Riziki Swahili Grill Brings Spice Island Street Food to Columbus


Most 8-year-olds desire of a career piloting rocket ships or caring for animals. Not Riziki Yussuf. Developing up in Zanzibar, proudly owning a cafe was her one particular and only ambition. “When I was a kid, I just wanted a cafe,” she suggests. “I loved cooking, cherished people, cherished entertaining. I just obtain pleasure that way.”
But it was her own little ones (giving up piggy bank personal savings as money) who gave her the remaining thrust to open up Riziki Swahili Grill, the city’s only cafe serving food stuff influenced by the street foods of the spice islands off Tanzania, in early 2018.
Like me, you’ll probable want to ship her young children a thank-you observe.
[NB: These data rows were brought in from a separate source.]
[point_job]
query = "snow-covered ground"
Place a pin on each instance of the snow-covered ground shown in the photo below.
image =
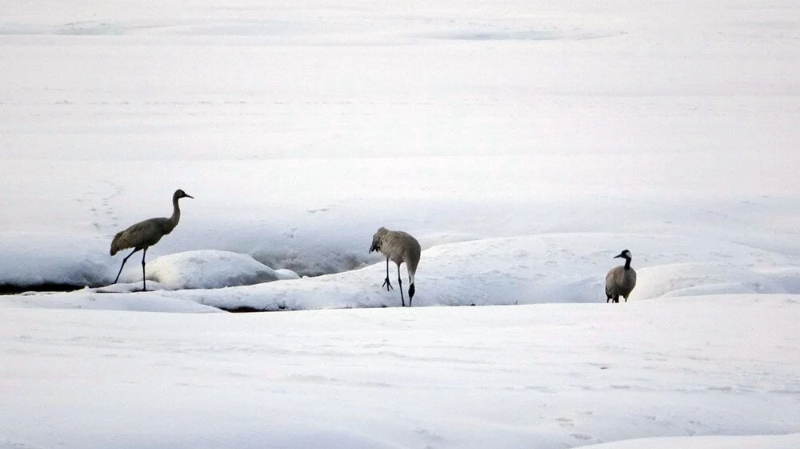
(523, 143)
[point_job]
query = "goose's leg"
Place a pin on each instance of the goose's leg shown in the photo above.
(123, 263)
(144, 281)
(386, 282)
(400, 282)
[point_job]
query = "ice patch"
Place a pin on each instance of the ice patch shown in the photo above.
(211, 269)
Specially soon after experiencing a food of fragrant rice and curries, coconut-laden sides and smoky, yogurt-marinated kebabs (many available as a food or facet) in the very small Northland restaurant with citrus yellow and ocean blue partitions.
“Very flavorful” is how Yussuf describes her meals, but that doesn’t do it justice. Dishes are so fragrant they basically float on air. Basmati rice in the chicken pilau ($12.99) is heady with cinnamon and cardamom. And the rooster is succulent with tomato, ginger and a extended, lingering cumin end. Even a dish as seemingly humble as the zege platter ($12.99)—a pancake-sizing egg omelet crammed with french fries—springs to daily life with a topping of kachumbari, a refreshing brief-pickled cabbage.
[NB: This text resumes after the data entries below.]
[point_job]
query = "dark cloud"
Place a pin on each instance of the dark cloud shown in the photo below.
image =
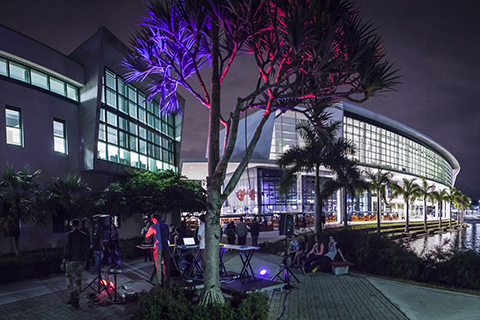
(435, 43)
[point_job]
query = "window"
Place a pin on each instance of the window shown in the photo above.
(59, 140)
(129, 128)
(19, 72)
(37, 78)
(14, 126)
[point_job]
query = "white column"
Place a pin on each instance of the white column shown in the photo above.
(340, 205)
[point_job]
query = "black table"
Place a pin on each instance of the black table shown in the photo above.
(246, 254)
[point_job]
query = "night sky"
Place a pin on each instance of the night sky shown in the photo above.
(434, 43)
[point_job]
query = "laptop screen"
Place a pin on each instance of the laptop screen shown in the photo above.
(189, 241)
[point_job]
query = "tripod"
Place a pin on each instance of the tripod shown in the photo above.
(98, 277)
(285, 270)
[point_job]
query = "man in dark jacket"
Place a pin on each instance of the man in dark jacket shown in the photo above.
(74, 259)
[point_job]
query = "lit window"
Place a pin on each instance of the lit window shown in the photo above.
(3, 67)
(72, 92)
(102, 150)
(14, 126)
(57, 86)
(18, 72)
(39, 79)
(59, 138)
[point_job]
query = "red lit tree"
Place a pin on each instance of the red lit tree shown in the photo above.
(309, 54)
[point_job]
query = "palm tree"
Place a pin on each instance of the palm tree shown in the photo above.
(439, 197)
(425, 193)
(348, 178)
(304, 51)
(321, 149)
(19, 196)
(378, 182)
(450, 197)
(68, 197)
(461, 202)
(410, 191)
The star of the ugali food ($12.99) is its namesake, a mound of savory and hearty masa porridge that soaks up all the things in its wake like a sponge. I propose pairing it with the garlic-and-ginger hearty beef curry and correctly bitter and bright sukuma wiki (braised kale) with tomatoes and onions.
It’s truly worth earning a exclusive excursion listed here on Sundays for the Sunday Exciting Day ($12.99). More commonly acknowledged as Zanzibar combine or urojo soup, this feeds-two supplying is based mostly on a road vendor preferred of floury potato soup and toppings. Riziki’s edition is turmeric-scented, lemony, somewhat bitter with tamarind and silky clean. It is the perfect carrier for garnishes intended to be tossed in at will—katlesi bhajia (potato dumplings I could eat like popcorn), flaky and herbaceous sambusa (also accessible as an appetizer, $2.50), crispy potato shavings, tender beef kebabs (mishkaki) and obvious-your-sinuses warm sauce.
If there is just one non-negotiable buy, it’s the chapati platter ($12.99). Yussuf spends hours each working day working and shaping the chapati dough. And the energy shines: Her flatbread is flaky, leopard-spotted and decadent from a frying in ghee. Use it to scoop up pink-scorching rooster curry (with an undercurrent of cardamom) and creamy, coconut milk-stewed pinto beans.
Yussuf’s professional suggestion: Purchase more chapati ($2.25 as a facet) and appreciate at household with a very little honey and sugar.